At the beginning of the Eighties, after the chaotic and tense phase of the immediate post-Francoism, along with political stability, the Spain experienced an accelerated economic development and consequent well-being. In a few years the whole town changed its face, manifesting an intense and articulated cultural vitality. Even the literary panorama undergoes gradual significant changes: the experimental novel inexorably declines, especially in its most exasperated and aggressive forms; and after some initial difficulties, the writers of the seventies set out in the direction of a more traditional, good quality fiction, writing works in which interest in the story told, in the analysis of the story and in the coherent thematic development is reborn..
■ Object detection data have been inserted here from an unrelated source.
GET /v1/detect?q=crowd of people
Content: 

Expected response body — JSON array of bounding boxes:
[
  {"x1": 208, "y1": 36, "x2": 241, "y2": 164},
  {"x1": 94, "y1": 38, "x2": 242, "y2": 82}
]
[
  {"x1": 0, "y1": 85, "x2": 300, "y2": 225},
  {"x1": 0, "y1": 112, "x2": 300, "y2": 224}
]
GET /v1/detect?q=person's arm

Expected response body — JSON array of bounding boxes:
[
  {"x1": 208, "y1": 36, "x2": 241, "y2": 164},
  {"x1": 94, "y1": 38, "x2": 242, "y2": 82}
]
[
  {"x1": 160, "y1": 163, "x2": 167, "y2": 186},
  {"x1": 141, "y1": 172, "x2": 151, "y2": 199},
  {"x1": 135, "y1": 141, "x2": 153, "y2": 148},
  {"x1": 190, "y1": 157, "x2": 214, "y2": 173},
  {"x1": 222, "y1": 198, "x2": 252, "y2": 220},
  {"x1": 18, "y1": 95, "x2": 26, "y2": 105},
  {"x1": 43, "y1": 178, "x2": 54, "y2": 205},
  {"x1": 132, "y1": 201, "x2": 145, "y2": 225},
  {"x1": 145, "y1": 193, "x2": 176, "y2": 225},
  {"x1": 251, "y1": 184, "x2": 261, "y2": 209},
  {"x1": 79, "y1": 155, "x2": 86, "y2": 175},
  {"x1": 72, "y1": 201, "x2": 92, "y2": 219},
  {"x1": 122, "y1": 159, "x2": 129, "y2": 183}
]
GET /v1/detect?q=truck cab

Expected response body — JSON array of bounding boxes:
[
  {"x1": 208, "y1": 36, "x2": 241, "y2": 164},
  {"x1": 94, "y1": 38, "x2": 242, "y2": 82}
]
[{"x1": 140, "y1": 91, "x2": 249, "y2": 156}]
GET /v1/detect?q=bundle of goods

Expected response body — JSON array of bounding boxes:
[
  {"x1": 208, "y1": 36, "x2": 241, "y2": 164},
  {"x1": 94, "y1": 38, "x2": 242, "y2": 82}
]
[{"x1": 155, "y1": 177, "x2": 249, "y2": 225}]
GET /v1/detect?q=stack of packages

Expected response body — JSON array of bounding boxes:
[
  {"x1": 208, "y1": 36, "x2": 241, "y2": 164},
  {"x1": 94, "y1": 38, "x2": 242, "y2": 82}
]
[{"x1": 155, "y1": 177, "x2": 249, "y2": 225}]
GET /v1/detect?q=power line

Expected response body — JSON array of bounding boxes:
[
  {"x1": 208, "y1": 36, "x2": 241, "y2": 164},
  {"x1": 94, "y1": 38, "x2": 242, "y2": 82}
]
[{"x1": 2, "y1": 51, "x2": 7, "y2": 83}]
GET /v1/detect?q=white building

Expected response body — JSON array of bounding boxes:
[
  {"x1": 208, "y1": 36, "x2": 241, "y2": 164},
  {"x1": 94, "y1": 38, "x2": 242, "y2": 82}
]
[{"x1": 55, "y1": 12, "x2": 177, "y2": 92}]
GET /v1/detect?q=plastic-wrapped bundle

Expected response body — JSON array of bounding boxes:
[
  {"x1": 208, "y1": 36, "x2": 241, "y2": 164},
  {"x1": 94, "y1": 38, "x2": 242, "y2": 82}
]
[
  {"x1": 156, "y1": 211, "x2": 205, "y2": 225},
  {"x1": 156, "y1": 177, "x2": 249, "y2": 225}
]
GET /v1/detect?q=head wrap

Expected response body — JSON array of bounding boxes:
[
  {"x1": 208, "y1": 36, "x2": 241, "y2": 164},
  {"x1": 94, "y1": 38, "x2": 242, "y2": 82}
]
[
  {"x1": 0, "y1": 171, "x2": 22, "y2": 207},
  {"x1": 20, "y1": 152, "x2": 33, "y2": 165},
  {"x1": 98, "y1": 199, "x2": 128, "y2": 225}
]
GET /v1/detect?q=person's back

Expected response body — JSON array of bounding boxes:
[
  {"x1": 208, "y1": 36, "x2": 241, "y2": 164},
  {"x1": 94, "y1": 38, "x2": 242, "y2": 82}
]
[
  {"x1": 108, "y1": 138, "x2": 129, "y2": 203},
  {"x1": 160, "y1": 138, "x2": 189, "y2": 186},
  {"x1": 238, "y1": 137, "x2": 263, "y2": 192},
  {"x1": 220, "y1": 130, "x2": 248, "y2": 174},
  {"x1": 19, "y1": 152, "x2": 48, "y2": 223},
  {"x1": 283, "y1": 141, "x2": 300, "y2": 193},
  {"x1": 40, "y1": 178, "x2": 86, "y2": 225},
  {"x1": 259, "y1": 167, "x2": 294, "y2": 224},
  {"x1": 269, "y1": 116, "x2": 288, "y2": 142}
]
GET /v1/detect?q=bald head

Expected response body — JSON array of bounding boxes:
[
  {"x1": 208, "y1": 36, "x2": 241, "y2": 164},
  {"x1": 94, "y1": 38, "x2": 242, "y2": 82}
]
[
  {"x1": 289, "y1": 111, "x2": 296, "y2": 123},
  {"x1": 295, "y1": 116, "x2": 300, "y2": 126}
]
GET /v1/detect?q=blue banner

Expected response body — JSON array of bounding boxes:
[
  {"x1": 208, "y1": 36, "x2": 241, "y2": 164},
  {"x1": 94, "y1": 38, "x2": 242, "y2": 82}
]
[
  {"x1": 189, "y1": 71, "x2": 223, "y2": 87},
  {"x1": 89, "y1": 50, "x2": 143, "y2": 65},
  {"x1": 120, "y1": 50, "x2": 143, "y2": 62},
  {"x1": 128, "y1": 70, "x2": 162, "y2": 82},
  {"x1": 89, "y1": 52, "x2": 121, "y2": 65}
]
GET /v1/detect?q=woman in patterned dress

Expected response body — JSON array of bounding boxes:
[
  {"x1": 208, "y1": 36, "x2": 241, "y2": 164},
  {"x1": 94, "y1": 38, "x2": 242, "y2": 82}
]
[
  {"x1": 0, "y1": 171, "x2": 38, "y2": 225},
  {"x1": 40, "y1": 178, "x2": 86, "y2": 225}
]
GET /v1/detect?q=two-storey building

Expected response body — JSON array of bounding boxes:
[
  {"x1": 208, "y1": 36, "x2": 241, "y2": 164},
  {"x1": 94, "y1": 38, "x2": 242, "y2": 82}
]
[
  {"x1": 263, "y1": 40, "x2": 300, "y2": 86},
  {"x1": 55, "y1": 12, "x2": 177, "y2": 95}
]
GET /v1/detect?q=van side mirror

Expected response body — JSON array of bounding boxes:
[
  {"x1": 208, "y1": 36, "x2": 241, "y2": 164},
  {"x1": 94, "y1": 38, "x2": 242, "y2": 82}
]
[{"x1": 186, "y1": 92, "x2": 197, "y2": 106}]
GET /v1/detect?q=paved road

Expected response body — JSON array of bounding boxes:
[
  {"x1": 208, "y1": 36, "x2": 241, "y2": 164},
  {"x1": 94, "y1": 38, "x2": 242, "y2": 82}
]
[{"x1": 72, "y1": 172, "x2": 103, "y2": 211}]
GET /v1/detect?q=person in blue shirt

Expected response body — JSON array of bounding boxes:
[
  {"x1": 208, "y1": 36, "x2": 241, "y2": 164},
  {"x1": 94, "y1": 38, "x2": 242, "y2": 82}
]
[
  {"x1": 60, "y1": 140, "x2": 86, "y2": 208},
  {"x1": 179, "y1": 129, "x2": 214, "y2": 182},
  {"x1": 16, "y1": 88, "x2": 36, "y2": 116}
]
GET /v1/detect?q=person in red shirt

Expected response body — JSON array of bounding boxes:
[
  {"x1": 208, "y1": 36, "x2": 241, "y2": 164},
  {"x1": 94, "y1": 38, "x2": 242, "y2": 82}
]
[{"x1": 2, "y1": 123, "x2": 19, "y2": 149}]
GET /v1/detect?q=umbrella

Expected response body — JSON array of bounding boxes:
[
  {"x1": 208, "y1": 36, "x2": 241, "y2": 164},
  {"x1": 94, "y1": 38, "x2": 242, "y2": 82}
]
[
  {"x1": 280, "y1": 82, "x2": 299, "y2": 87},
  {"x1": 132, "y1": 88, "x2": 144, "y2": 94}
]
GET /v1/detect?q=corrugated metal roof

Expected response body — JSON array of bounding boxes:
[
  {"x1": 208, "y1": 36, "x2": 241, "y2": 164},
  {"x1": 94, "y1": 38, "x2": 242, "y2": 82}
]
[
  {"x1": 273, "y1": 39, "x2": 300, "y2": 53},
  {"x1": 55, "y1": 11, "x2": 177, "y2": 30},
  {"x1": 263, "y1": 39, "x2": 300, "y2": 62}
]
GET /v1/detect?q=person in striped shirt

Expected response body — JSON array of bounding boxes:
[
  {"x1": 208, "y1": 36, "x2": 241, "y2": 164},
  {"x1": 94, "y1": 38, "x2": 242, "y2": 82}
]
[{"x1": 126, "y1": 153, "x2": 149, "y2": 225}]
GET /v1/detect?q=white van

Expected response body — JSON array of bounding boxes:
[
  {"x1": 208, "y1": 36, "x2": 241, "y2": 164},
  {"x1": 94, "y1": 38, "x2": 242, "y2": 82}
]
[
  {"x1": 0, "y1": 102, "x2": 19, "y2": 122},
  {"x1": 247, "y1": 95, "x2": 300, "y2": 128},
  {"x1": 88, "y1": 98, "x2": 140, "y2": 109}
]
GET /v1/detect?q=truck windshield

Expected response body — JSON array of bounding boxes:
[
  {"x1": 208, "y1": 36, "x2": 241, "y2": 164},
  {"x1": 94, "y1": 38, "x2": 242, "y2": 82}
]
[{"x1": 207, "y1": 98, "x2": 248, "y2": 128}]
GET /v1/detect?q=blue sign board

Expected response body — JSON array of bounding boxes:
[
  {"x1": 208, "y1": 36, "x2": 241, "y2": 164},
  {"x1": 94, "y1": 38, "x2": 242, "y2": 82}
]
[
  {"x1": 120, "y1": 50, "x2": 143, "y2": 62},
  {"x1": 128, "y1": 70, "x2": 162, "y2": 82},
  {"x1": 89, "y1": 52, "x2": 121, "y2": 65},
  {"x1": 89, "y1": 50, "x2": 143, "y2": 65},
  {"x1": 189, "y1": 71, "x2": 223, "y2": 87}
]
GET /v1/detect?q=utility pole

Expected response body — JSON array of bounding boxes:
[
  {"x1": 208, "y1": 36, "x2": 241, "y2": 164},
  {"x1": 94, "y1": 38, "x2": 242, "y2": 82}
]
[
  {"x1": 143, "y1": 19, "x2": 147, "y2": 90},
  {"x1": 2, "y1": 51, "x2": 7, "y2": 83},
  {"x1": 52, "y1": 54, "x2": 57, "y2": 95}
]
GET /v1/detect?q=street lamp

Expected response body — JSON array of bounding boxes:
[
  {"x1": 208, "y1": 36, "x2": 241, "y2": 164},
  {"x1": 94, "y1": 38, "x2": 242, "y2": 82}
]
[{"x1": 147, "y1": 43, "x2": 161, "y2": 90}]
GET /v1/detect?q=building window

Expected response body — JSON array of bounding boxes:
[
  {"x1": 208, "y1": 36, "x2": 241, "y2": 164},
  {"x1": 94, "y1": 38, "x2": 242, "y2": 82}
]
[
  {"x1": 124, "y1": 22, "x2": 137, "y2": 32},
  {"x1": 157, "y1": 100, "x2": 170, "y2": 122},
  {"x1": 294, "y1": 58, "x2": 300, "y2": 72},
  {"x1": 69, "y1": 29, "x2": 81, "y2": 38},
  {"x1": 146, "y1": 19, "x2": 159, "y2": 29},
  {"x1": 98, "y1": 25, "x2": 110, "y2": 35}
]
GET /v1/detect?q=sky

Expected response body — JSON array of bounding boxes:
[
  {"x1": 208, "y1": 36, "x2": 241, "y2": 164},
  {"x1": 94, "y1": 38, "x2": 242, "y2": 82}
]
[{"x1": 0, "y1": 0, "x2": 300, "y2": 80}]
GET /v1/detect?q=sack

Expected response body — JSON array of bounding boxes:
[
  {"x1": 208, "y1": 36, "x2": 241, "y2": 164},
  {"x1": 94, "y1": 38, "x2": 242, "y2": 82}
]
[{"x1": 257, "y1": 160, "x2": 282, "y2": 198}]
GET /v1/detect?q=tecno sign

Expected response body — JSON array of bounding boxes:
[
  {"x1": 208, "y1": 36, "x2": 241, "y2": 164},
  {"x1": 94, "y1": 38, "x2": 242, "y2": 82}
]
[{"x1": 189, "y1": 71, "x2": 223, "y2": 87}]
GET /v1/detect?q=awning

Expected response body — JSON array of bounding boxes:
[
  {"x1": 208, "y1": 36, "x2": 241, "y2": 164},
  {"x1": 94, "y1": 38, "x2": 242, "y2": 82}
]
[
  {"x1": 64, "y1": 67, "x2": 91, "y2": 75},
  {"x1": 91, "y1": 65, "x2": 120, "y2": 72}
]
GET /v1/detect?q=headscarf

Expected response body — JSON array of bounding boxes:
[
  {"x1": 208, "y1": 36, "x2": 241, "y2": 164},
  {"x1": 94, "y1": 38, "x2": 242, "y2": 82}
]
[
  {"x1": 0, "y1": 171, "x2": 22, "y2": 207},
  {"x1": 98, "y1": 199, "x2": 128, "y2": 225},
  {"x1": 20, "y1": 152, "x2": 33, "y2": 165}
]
But the real turning point is not given by the return to the classic and traditional novel of well-known and established authors, but by the appearance of a new generation of young writers, who present marked cultural, expressive and thematic peculiarities, and which constitute the most relevant novelty of the the eighties. These are the so-called ” new narrators ”, individualistic, free and cosmopolitan who, programmatically, intend to turn their backs on the Spanish literary tradition, breaking polemically with the themes, problems and forms that fed the work of previous generations. They seek inspiration, influences and models outside their country, without being blocked by borders and traditions and without any need to represent typically Spanish realities and problems. Thus they produce a narrative in which urban themes predominate (the life of the big cities, its signs, symbols, languages, the middle classes, man-woman relationships, sex, drugs, music); in short, every space in which masses of men and women flock becomes the setting for their stories, as an expression of a general condition of the times rather than as a specific issue of a country. Furthermore, the treatment of these themes does not start from any attempt to denounce or reflect, but from a sort of pessimistic and fatalistic acceptance of a factual reality, represented with ironic, skeptical and often humorous veins.
According to healthvv, the foreign literary tradition appears to these young writers as an object of personal and subjective recreation: from this derives the presence in their works of a variety of styles, trends, genres that coexist with apparent great ease. They dedicate themselves with passion and enthusiasm to composing well-constructed novels, working on the narrative structures and laws of the genre. It is a generation of writers who have decided to get out of literary autarchy, preferring to move away from themselves and their environment to the point of making what is ” foreign ” a peculiar problematic feature, a foundation of style and a distinctive sign. His literary cosmopolitanism is the fruit not of some international mentality.